E.E. "Doc" Smith: Galactic Patrol (1937)

Edition: Panther, 1977
Review number: 119

With the third of his Lensmen series, Smith introduces the man who will be the hero of the next four books - Galactic Patrol, Grey Lensman, Second Stage Lensmen and (to a lesser extent) Children of the Lens. Kimball Kinnison is the one for whom the Arisians have been waiting and working, the culmination of the human breeding programme they set up many centuries earlier. Galactic Patrol deals with the earliest stages of his career, from his graduation as a Lensman from the Patrol's cadet academy.
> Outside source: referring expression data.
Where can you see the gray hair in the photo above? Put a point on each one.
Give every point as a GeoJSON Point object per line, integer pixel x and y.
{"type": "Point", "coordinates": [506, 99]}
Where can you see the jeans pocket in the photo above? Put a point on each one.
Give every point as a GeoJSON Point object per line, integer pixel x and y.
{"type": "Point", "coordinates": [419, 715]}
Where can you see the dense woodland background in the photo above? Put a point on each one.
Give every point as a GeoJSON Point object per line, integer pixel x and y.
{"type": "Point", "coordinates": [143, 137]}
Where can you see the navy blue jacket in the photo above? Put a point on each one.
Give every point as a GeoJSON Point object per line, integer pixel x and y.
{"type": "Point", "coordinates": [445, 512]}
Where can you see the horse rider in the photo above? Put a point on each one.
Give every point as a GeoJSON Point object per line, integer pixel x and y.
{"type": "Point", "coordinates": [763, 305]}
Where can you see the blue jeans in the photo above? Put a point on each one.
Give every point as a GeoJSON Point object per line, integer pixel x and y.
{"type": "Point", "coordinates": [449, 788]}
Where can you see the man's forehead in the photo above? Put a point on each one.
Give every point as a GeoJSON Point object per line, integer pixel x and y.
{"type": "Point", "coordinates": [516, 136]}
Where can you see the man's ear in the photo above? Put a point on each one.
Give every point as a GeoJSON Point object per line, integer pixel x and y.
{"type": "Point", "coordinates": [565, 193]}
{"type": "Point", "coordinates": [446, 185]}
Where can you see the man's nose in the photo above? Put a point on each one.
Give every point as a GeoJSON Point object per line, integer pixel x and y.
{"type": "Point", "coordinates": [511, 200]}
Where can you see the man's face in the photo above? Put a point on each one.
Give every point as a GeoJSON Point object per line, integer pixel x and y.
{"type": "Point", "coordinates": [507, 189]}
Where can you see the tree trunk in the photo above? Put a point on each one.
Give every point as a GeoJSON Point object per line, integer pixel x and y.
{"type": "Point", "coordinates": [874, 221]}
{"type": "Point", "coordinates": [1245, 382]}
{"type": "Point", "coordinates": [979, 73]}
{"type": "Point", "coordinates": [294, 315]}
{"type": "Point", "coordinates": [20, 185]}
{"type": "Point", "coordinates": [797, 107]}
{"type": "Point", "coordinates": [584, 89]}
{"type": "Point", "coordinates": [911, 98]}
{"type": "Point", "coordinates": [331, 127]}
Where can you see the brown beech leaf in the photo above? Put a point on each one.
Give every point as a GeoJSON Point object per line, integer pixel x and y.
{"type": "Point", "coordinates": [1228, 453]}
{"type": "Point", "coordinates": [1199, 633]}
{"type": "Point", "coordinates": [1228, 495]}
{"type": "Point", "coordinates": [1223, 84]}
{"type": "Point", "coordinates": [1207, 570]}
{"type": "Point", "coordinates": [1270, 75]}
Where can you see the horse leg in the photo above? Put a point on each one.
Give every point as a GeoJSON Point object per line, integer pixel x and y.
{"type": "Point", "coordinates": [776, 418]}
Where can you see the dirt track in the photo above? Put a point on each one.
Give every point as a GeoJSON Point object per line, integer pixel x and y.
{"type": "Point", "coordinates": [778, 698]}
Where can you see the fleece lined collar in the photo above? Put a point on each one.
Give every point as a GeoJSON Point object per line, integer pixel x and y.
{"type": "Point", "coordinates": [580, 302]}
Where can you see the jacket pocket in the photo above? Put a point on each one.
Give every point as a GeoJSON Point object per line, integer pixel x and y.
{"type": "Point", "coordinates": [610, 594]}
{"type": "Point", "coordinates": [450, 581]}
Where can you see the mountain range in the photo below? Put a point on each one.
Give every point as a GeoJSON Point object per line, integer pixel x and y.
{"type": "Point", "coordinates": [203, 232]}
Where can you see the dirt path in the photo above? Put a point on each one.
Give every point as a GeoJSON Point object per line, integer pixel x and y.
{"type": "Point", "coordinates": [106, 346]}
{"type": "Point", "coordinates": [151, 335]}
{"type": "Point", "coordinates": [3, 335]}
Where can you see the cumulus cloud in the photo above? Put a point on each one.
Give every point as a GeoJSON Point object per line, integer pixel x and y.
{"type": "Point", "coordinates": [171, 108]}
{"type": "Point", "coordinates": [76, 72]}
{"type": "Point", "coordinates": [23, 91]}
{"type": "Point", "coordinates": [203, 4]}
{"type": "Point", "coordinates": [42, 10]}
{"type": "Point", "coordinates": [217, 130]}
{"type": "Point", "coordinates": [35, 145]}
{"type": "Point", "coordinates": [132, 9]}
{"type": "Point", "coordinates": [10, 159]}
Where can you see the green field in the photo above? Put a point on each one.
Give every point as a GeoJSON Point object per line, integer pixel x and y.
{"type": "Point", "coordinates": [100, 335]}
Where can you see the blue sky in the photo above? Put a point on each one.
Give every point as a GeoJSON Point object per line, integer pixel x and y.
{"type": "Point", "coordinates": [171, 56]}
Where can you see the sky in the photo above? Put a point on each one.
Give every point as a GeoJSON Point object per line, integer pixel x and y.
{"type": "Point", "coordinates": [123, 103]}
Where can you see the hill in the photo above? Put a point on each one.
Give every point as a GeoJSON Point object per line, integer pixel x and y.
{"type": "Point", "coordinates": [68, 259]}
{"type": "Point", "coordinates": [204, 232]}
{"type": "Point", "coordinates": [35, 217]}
His graduation comes at a hard time for civilization. Organised pirates, known as Boskonians, have gained a great advantage in a new kind of space drive, making their ships far faster than anything the Patrol can build. That is, with the exception of one ship, the Britannia. New and experimental, she has abandoned the traditional ray armament of a space ship for an offence even older - explosive artillery, fired at an opponent held in place by unbreakable tractor beams. Her mission is to capture a Boskonian ship of the new type intact enough to get the secret of her speed (hence the artillery, which the scientists of the patrol think can damage another ship enough to disable it without destroying the information they want to have). Her experimental nature means that she would be useless to a man with the amount of experience normally required to captain a space ship, so she is given to Kinnison to command.

Galactic Patrol is science fiction of the old heroic, pulp fiction type, and is unashamedly so. It is immensly exciting if you can ignore the over-florid writing style; it is traditional comic book hero material as a novel, but great fun for all that.